The 1990 United States Senate election in Louisiana was held on October 6, 1990. In a nonpartisan blanket primary, incumbent Democrat J. Bennett Johnston won reelection to a fourth term, avoiding a runoff on November 6, 1990, by receiving 54% of the vote. Former Ku Klux Klan leader David Duke placed second, as the leading Republican challenger.

The involvement of Duke introduced unusual party dynamics to the race. Weeks before the election, several nationally prominent Republicans endorsed Johnston, and trailing Republican challenger Ben Bagert dropped out, saying that he would "reluctantly" vote for the leading Democratic candidate, hoping to avoid a run-off with Duke as the sole Republican.

==Candidates ==

===Democratic ===
- J. Bennett Johnston, incumbent U.S. Senator
- Nick Joseph Accardo
- Larry Crowe

===Republican ===
====Declared ====
- David Duke, State Representative and former Grand Wizard of the Ku Klux Klan

====Withdrew ====
- Ben Bagert, State Senator

==Campaign ==
This election was viewed at the onset as potentially competitive, as incumbent U.S. Senator Johnston was viewed as vulnerable in light of Louisiana's economic troubles at the time and Johnston's voting record viewed by Republicans as too liberal.

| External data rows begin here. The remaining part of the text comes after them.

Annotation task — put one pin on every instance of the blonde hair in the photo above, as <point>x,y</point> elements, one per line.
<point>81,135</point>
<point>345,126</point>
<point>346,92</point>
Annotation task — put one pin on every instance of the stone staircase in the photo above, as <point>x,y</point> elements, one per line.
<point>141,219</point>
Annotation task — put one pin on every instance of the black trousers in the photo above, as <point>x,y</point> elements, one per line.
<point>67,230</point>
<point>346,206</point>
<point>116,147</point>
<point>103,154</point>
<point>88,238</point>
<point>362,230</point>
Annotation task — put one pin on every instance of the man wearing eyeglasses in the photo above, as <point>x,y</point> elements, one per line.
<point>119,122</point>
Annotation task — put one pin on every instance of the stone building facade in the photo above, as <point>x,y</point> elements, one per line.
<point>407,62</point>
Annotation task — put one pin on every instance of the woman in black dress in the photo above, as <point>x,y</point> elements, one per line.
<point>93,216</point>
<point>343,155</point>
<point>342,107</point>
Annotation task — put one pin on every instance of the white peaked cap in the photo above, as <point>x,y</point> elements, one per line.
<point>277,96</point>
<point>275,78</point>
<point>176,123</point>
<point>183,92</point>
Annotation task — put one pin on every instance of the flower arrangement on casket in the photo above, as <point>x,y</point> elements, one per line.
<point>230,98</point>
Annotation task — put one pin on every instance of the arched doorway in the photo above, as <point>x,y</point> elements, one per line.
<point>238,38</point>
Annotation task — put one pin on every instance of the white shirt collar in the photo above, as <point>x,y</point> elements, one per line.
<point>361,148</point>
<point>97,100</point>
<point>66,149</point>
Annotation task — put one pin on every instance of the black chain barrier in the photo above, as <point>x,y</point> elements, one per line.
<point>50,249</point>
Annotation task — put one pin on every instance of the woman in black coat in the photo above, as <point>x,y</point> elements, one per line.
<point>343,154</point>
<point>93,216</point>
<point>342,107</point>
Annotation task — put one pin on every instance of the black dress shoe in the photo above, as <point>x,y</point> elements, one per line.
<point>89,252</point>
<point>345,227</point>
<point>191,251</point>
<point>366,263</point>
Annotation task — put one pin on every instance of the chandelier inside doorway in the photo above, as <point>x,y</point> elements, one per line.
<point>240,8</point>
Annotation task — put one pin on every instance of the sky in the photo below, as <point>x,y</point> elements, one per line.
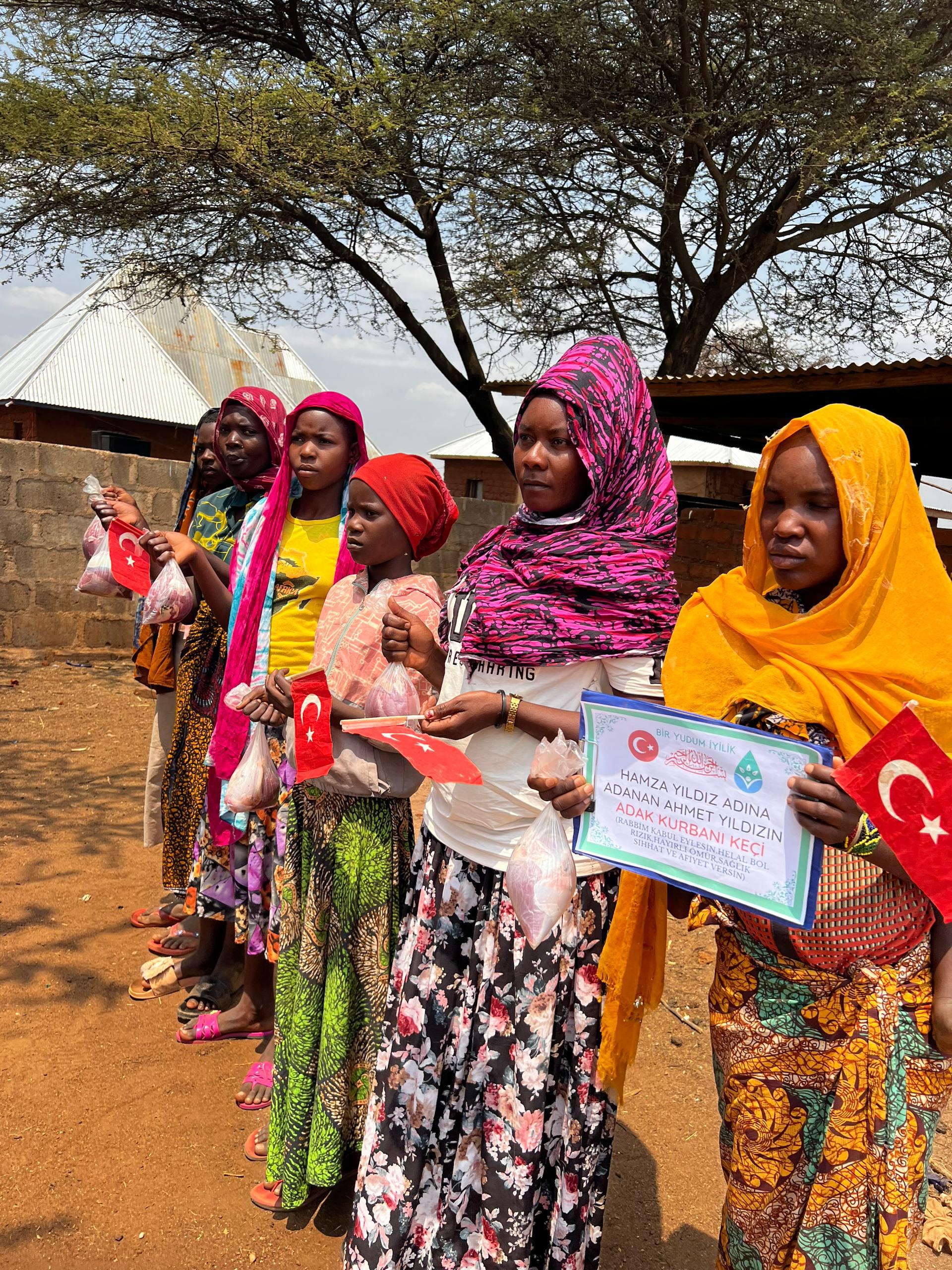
<point>405,402</point>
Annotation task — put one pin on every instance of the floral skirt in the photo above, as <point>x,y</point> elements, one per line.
<point>829,1091</point>
<point>489,1137</point>
<point>241,882</point>
<point>347,868</point>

The Republican Party leadership endorsed the candidacy of State Senator Ben Bagert, who was picked over Secretary of State W. Fox McKeithen, State Representative Quentin Dastugue and State Representative David Duke. David Duke, however, continued his candidacy and slowly overtook Bagert in attention and in the polls. Duke attracted national attention to the race due to his involvement with white supremacist groups and his appeals to white resentment over affirmative-action programs. With Bagert failing to gain traction, the National Republican Senatorial Committee tried to recruit former Governor David Treen to enter the race. When Treen passed, the effort turned from supporting Bagert to stopping Duke.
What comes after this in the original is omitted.